Lots of folks think they’re doing ‘organic’ pest control by sprinkling boric acid all over their countertops or around the perimeter of the kitchen to control ants! First off, the active ingredient in boric acid is boron which is a mineral that is mined. It contains no carbon (the only real benchmark to be called organic) and is therefore inorganic. It is however a natural material that IS toxic, so the example I just described is a misuse and potentially harmful. Boron based compounds act as stomach poisons and as such are often formulated into baits for insect control. Timbor and Bora care are borate (sodium octaborate tetrahydrate) based wood preservative products that are effective at controlling fungus, and powder post beetles. Other natural mineral based pesticides are diatomaceous earth, silica gel, sodium fluoaluminate and sulfur. These low to non-toxic dusts kill insects by ‘physical’ means like abrading away the insect’s protective wax cuticle causing them to dry up or by damaging the lining of the gut. Once again these low toxicity products are not without their hazards and must be used with caution because the ‘active ingredient’ in some of them is silica that can be irritating to the skin and lungs. (Silica is basically ground glass dust.)
The ‘botanical’ insecticides are both natural and organic (carbon containing) and because they are derived from plants must be completely safe correct? Well, one of them, (a novel termiticide/insecticde compound derived from the bark of Ryania sp.) you could literally drink (though I wouldn’t recommend it!) with no ill effects while another, nicotine, is one of the most toxic compounds known requiring extreme caution when handling.

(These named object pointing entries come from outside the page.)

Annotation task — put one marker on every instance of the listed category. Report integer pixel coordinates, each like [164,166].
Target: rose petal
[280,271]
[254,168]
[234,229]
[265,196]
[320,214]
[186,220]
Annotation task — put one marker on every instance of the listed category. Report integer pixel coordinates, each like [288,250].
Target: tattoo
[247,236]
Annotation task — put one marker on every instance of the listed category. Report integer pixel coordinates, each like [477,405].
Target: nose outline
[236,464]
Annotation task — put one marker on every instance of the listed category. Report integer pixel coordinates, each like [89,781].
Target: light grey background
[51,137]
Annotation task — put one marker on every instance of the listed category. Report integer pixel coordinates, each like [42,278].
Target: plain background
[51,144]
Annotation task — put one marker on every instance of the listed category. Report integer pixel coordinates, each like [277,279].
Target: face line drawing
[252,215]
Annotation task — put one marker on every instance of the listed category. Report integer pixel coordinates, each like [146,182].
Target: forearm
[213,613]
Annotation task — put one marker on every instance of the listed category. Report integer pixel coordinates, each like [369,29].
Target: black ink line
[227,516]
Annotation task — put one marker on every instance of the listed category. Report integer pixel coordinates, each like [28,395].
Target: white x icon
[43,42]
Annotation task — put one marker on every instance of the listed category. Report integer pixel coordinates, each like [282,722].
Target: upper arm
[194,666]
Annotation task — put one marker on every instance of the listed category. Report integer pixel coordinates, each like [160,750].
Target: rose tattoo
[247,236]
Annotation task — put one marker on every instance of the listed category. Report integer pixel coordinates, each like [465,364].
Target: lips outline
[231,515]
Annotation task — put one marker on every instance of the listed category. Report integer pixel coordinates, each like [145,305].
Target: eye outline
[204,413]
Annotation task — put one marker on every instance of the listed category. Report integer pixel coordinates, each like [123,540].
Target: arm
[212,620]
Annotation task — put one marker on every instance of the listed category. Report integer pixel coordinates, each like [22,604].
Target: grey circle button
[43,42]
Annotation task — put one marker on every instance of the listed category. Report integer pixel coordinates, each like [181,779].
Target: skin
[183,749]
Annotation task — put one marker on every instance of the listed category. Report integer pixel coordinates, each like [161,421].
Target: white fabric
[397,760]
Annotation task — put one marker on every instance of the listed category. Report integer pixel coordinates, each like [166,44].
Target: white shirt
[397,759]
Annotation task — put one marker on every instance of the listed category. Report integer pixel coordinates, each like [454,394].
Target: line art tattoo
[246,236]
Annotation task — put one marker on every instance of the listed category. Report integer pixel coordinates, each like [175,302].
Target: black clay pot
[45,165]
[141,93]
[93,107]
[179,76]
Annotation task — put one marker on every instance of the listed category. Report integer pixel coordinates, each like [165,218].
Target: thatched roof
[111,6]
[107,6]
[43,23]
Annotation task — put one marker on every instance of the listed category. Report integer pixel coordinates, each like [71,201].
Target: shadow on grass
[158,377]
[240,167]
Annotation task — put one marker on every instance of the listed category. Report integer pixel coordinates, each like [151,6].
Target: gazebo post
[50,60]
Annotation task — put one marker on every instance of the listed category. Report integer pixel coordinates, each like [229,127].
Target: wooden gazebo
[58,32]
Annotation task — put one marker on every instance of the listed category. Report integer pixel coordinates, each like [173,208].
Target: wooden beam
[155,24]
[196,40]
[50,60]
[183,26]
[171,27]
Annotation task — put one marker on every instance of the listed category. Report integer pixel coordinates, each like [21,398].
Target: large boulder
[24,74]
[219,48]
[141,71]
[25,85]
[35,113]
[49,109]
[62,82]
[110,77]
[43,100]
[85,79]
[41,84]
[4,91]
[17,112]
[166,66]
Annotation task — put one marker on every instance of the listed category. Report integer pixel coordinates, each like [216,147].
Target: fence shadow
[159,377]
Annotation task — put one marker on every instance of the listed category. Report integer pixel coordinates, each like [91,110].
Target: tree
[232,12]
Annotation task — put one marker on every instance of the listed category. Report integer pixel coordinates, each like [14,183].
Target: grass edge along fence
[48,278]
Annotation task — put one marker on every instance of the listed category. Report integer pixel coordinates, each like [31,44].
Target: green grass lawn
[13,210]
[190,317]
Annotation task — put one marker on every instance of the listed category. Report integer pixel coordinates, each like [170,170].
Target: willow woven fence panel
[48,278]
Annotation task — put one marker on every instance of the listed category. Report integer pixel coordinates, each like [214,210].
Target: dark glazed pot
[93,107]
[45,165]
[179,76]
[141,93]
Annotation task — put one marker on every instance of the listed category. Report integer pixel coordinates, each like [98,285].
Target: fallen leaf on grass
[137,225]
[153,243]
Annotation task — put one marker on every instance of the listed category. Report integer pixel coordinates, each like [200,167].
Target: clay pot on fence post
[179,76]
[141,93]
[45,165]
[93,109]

It is interesting that two ancient plant derived insecticides (nicotine and pyrethrum) are permitted to be used in organic gardening. (I thought organic meant NO pesticides! Just kidding!) They are on opposite ends of the spectrum when it comes to user safety with nicotine being a highly toxic nerve agent while pyrethrum has very low toxicity to warm-blooded animals. In my industry, we have many synthesized versions of pyrethrum called pyrethroids and also a few versions of synthetic nicotine. The compounds are classified as neonicotinoids, and although they are moderately toxic in their pure technical grade, products for both professionals and consumers alike are formulated for safe handling. I’ll bet you’ve used at least one of the neonicotinoid active ingredients (imidicloprid) to control grubs in your lawn or fleas on your pet (AdvantageII). While nicotine and pyrethrum have been around for centuries, several new low toxicity plant based pesticides have been discovered in recent years, and many have shown promising results. One of them is an extract from the seeds of the Neem tree that can act as an insecticide (growth regulator) or fungicide. It primarily works on insects that attack plants, so it’s great for gardeners.
Several commercial named products are available for use on ornamental shrubs, trees, and also food crops. Limonene is a citrus oil extract that has been used in flea control shampoos, animal repellants and also has contact insecticidal activity against many household insects. Capsaicin (the stuff that makes chili peppers hot) is yet another natural substance that will control mostly soft bodied plant-feeding insect by repelling them and has made its way into nuisance wildlife repellants too (Caution! Handle with care.) Finally, the essential oils extracted from plants like cedar, clove, cinnamon, various types of mint, rosemary, etc mostly all work as a contact kill only with no residual activity and may need to be re-applied often. One other class of ‘green pesticide’ is the biopesticides made up of viruses, bacteria, nematodes, fungi, and others. While toxicity to non-target animals and humans is extremely low, they’re not broad-spectrum in their effectiveness, and many are species specific!
There is your round up of ‘green pesticide’ technology. While many of these products are effective, they do have their drawbacks (quickly break down..no residual action, slow acting) and they all are toxic to one degree or another, so they must be handled and applied with safety in mind.